The EPA and DOE are designing a life-cycle inventory to provide local governments with a model to analyze the costs and benefits - in terms of money, energy use and environmental impact - of various disposal, recycling and source-reduction methods. The two agencies intend to produce a database to help in assessing waste-management options.
Even the project's supporters say making such a document useful is a tall order. But they note the EPA and DOE have gone to great lengths to consult with the affected groups.
Detractors say the project is a waste of money at best. At worst, it could result in skewed interpretations that favor certain disposal methods and materials over others, they said. Legislators, apparently, have been listening.
The Senate has passed an appropriations bill that eliminates the Energy Department's role in the study, and the House Appropriations Committee recommended temporarily halting the program.
The only panel standing in the way of the study's demise is the Senate Appropriations subcommittee that oversees the EPA. If the panel hears no opposition to the study, its appropriations are not likely to address the life-cycle research at all, according to a panel aide.

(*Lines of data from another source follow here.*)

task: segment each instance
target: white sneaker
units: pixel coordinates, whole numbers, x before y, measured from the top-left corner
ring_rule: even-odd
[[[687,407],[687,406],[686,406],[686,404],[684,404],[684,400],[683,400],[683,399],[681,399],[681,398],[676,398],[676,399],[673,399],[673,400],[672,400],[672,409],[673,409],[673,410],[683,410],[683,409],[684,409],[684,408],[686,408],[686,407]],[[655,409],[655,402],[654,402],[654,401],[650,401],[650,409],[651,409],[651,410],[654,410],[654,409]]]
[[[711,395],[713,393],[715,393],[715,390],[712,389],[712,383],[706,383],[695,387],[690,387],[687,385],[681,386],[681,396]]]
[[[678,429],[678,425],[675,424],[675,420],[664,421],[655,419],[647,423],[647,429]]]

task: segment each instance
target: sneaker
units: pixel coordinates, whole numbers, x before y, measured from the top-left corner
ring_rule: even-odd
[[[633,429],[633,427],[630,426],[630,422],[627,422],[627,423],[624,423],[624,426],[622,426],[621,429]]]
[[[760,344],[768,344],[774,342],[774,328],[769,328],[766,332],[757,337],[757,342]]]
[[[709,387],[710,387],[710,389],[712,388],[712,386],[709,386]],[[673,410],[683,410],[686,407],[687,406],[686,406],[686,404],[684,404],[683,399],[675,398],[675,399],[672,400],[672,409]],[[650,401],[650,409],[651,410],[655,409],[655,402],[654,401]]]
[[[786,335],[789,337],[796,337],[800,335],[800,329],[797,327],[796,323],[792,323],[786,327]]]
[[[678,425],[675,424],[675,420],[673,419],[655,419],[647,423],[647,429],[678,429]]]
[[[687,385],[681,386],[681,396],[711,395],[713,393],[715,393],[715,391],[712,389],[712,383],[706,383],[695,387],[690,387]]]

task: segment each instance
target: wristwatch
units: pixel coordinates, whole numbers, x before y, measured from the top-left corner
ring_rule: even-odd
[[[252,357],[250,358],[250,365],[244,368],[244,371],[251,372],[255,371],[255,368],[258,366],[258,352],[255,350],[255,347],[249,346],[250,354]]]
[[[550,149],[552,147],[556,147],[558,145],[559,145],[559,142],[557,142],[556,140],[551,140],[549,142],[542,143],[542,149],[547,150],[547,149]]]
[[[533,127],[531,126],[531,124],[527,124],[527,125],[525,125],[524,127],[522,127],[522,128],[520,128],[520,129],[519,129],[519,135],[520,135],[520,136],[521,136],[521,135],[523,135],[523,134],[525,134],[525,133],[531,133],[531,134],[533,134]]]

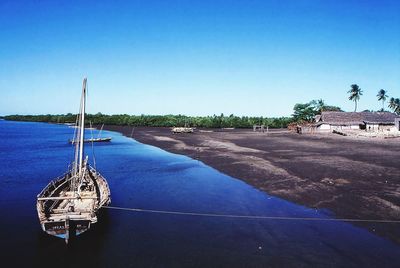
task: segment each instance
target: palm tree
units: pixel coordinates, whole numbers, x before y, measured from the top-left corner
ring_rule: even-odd
[[[400,99],[399,98],[396,98],[394,100],[394,105],[395,105],[394,112],[396,114],[400,114]]]
[[[319,112],[322,112],[325,109],[325,102],[323,99],[317,100],[317,109]]]
[[[393,110],[396,114],[400,114],[400,99],[399,98],[390,98],[389,100],[389,108]]]
[[[396,108],[396,104],[395,104],[395,101],[394,101],[394,98],[393,98],[393,97],[390,98],[388,107],[389,107],[390,109],[392,109],[392,110],[394,110],[394,109]]]
[[[382,101],[382,111],[385,111],[385,100],[387,97],[389,97],[386,93],[386,90],[381,89],[378,91],[378,95],[376,95],[378,97],[378,101]]]
[[[357,101],[359,101],[360,96],[362,96],[361,88],[357,84],[352,84],[351,89],[347,93],[350,93],[349,100],[354,101],[354,112],[357,112]]]

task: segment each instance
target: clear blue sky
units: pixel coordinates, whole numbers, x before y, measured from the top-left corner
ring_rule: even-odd
[[[79,3],[78,3],[79,2]],[[3,1],[0,115],[284,116],[400,97],[400,1]]]

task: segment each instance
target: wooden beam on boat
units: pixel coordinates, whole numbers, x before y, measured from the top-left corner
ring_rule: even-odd
[[[65,197],[38,197],[38,201],[46,201],[46,200],[70,200],[70,199],[97,199],[97,197],[83,196],[83,197],[73,197],[73,196],[65,196]]]

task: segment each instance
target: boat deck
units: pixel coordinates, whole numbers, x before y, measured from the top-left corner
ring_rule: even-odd
[[[95,221],[93,212],[96,208],[97,196],[95,191],[82,191],[79,198],[74,198],[74,192],[67,191],[60,195],[62,199],[53,209],[49,221],[69,219],[84,219]]]

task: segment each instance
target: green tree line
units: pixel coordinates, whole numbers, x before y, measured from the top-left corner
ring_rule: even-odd
[[[75,123],[76,114],[59,115],[7,115],[5,120],[48,122],[48,123]],[[229,115],[213,116],[185,116],[185,115],[106,115],[102,113],[87,114],[86,122],[93,125],[126,125],[146,127],[204,127],[204,128],[252,128],[253,125],[266,125],[270,128],[286,128],[293,122],[292,117],[251,117]]]
[[[357,111],[357,104],[363,95],[362,89],[357,84],[352,84],[348,91],[349,100],[354,101],[354,111]],[[385,101],[389,97],[387,91],[380,89],[376,95],[378,101],[382,102],[382,109],[385,111]],[[391,97],[388,107],[396,114],[400,115],[399,98]],[[253,125],[265,125],[270,128],[286,128],[293,122],[312,122],[317,114],[324,111],[340,111],[338,106],[327,105],[323,100],[312,100],[307,103],[297,103],[294,105],[292,117],[262,117],[262,116],[185,116],[185,115],[106,115],[102,113],[88,114],[87,122],[93,125],[127,125],[127,126],[148,126],[148,127],[179,127],[192,126],[204,128],[251,128]],[[366,110],[369,111],[369,110]],[[50,122],[50,123],[75,123],[76,114],[60,115],[7,115],[5,120]]]

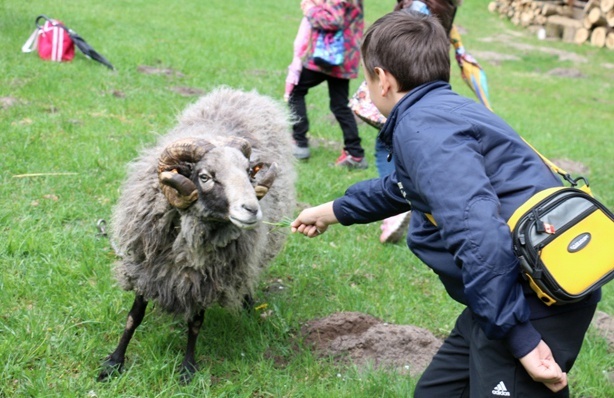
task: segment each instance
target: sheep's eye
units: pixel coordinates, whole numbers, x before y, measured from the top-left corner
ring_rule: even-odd
[[[200,182],[205,183],[208,182],[209,180],[211,180],[211,176],[207,175],[207,174],[200,174],[198,176],[198,178],[200,179]]]
[[[254,165],[252,167],[250,167],[249,169],[249,176],[251,178],[256,177],[256,174],[262,169],[262,163],[258,163],[257,165]]]

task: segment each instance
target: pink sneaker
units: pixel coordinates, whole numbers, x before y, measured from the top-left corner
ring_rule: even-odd
[[[335,166],[347,167],[348,169],[366,169],[369,167],[367,159],[351,156],[346,151],[341,151],[341,156],[337,158]]]
[[[388,217],[382,221],[382,234],[379,237],[379,241],[382,243],[397,243],[401,240],[407,226],[409,225],[409,217],[411,212],[401,213],[396,216]]]

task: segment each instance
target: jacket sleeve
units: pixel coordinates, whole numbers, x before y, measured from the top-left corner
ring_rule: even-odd
[[[431,110],[419,125],[408,119],[395,130],[403,131],[395,133],[395,153],[462,269],[467,305],[489,338],[506,339],[513,354],[523,356],[540,336],[529,322],[518,260],[486,174],[480,133],[449,112]]]
[[[396,183],[396,173],[358,182],[333,202],[335,217],[342,225],[366,224],[411,209]]]

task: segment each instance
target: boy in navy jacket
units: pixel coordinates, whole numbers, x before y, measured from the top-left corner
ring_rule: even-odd
[[[378,139],[395,172],[303,210],[292,231],[361,224],[412,210],[407,243],[466,305],[420,378],[415,397],[567,397],[571,369],[601,292],[548,307],[522,279],[506,220],[562,185],[501,118],[449,85],[446,32],[403,12],[362,44],[371,100],[388,117]]]

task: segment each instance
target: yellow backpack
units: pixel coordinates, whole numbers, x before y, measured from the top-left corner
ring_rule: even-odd
[[[614,214],[584,177],[573,179],[537,154],[571,187],[545,189],[516,209],[508,220],[514,251],[546,305],[573,303],[614,278]]]

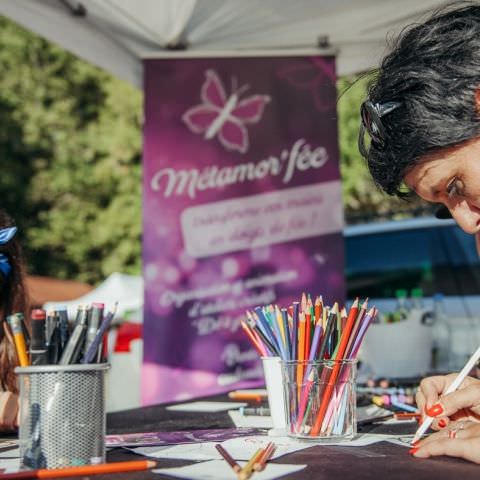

That could allow the EPA to continue funding the study strictly from its own budget.
Susan Thorneloe, who has managed the project for the EPA, said some manufacturing groups believe the effort is aimed at comparing different packaging materials.
The study actually is confined to analyzing waste-management options, she said.
EPA initially is reviewing aluminum, old newspaper and old corrugated containers because significant data about them already exist.
Information for many other materials also will be compiled before the study is completed.
The project's boosters include the National Recycling Coalition, which hopes it will provide better information on recycling's economic and environmental benefits compared with other solid-waste management options, according to Edgar Miller, the NRC's director of policy and programs.